Жиган, как тигр, мгновенно поднялся на кровати и так грозно сверкнул на подошедшего своими налившимися кровью глазами, что того чуть ли не на сажень отбросило от его постели, словно молнией обожгло, и сразу уж отбило вперед всякому охоту тревожить Жигана какими бы ни было вопросами, да и для остальных послужило достаточно внушительным примером.

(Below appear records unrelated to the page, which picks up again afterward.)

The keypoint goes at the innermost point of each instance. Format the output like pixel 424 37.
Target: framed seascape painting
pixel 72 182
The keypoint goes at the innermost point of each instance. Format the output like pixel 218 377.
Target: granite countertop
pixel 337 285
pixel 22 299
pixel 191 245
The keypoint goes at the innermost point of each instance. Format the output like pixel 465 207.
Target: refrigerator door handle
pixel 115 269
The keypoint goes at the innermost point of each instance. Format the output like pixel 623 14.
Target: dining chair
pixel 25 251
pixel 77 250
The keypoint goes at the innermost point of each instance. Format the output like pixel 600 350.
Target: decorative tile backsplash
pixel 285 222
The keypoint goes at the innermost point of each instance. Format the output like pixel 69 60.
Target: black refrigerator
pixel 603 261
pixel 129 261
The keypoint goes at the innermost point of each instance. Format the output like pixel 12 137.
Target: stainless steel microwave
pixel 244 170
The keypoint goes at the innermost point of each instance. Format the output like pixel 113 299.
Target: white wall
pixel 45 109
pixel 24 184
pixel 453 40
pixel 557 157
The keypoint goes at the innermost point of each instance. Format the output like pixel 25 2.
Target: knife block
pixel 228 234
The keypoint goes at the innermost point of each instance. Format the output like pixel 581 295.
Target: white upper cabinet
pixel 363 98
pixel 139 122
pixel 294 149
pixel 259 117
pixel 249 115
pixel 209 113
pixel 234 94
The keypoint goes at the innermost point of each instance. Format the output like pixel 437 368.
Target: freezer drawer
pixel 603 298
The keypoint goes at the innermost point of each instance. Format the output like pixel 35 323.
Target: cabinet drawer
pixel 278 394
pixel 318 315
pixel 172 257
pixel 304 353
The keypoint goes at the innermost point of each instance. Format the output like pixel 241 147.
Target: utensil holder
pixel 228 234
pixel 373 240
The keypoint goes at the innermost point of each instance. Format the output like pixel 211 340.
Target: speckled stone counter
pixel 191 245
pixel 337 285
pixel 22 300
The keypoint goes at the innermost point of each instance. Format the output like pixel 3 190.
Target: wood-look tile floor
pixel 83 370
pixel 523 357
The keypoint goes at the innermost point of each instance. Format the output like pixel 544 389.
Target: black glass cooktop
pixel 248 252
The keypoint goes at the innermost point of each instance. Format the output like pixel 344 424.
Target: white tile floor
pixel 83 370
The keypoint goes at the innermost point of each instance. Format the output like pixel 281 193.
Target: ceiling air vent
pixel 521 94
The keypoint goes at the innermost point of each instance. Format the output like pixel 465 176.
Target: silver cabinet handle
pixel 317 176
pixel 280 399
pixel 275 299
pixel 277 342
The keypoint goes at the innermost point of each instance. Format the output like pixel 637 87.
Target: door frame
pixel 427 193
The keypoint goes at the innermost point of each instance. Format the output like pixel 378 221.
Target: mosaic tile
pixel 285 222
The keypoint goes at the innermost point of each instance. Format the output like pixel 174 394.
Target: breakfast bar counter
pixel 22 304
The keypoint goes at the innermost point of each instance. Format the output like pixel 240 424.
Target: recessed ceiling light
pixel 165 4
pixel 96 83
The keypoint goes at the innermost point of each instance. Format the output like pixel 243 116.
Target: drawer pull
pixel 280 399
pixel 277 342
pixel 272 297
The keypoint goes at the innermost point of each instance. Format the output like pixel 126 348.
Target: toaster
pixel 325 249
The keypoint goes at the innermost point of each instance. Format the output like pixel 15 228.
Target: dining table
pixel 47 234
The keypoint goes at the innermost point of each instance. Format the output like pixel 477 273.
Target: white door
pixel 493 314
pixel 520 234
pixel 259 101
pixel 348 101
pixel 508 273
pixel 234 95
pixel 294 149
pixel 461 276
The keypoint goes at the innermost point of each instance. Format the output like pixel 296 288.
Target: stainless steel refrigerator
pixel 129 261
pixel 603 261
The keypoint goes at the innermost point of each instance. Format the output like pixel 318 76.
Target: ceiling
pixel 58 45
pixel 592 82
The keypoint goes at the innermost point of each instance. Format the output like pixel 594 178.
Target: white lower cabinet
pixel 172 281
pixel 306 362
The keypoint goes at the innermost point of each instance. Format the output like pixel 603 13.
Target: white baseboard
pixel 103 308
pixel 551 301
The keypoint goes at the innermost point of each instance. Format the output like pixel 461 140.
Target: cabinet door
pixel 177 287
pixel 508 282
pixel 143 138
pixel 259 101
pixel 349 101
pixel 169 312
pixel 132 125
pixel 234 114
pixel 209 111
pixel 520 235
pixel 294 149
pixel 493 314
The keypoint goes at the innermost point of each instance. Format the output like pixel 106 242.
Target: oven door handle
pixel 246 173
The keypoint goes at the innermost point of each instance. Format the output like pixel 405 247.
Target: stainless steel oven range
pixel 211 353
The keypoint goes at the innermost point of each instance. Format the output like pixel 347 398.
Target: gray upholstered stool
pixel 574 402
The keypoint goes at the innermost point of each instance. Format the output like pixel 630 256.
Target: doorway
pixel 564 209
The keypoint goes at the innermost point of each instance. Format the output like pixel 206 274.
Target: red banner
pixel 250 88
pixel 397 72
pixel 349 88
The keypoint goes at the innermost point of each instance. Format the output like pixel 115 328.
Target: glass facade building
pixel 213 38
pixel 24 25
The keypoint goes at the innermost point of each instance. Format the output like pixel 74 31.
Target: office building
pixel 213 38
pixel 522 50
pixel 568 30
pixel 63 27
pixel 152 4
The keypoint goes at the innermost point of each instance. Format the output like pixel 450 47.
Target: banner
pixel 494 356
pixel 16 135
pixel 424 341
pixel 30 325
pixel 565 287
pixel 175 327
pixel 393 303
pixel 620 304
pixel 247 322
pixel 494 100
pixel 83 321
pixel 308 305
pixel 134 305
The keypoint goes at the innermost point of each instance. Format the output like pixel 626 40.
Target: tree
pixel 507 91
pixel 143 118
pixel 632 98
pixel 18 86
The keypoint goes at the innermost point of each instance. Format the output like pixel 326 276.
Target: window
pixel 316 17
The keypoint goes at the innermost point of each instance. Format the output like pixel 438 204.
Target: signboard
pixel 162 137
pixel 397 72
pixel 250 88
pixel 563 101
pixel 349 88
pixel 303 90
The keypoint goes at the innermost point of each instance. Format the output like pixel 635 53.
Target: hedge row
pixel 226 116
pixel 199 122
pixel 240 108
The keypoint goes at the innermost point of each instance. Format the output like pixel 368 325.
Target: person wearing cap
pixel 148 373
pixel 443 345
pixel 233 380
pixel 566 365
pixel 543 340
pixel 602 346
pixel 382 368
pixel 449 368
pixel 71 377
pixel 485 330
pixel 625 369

Наконец Дрожин надумался, как ему быть по выходе.
Пришел однажды в лазарет один арестантик из дрожинской камеры попросить какой-то примочки в аптеке и вместе с тем навестить одного больного. Дрожин благодушно кликнул его к своей постели.
- Ну, как там у нас, благополучно? - спросил он.
- Ништо, живет, дядя Жиган!
- А что креститель-то мой здравствует? - осведомился он с осторожной и не то надменной, не то добродушной усмешкой.
- Это Рамзя-то? - домекнулся арестантик. - Ништо, соблюдает себя, как быть должно.
- Что же, как там он у вас, на каком положении?
- Большаком, дядя Жиган, голова целой камере.
- Хм... И не обижает?
- Грех сказать - этого за ним не водится.
- Хм... Ну, это хорошо... Это хорошо, что не обижает, так и след! раздумчиво повторял Дрожин. - А за товариство, за всю ватагу-то стоятель?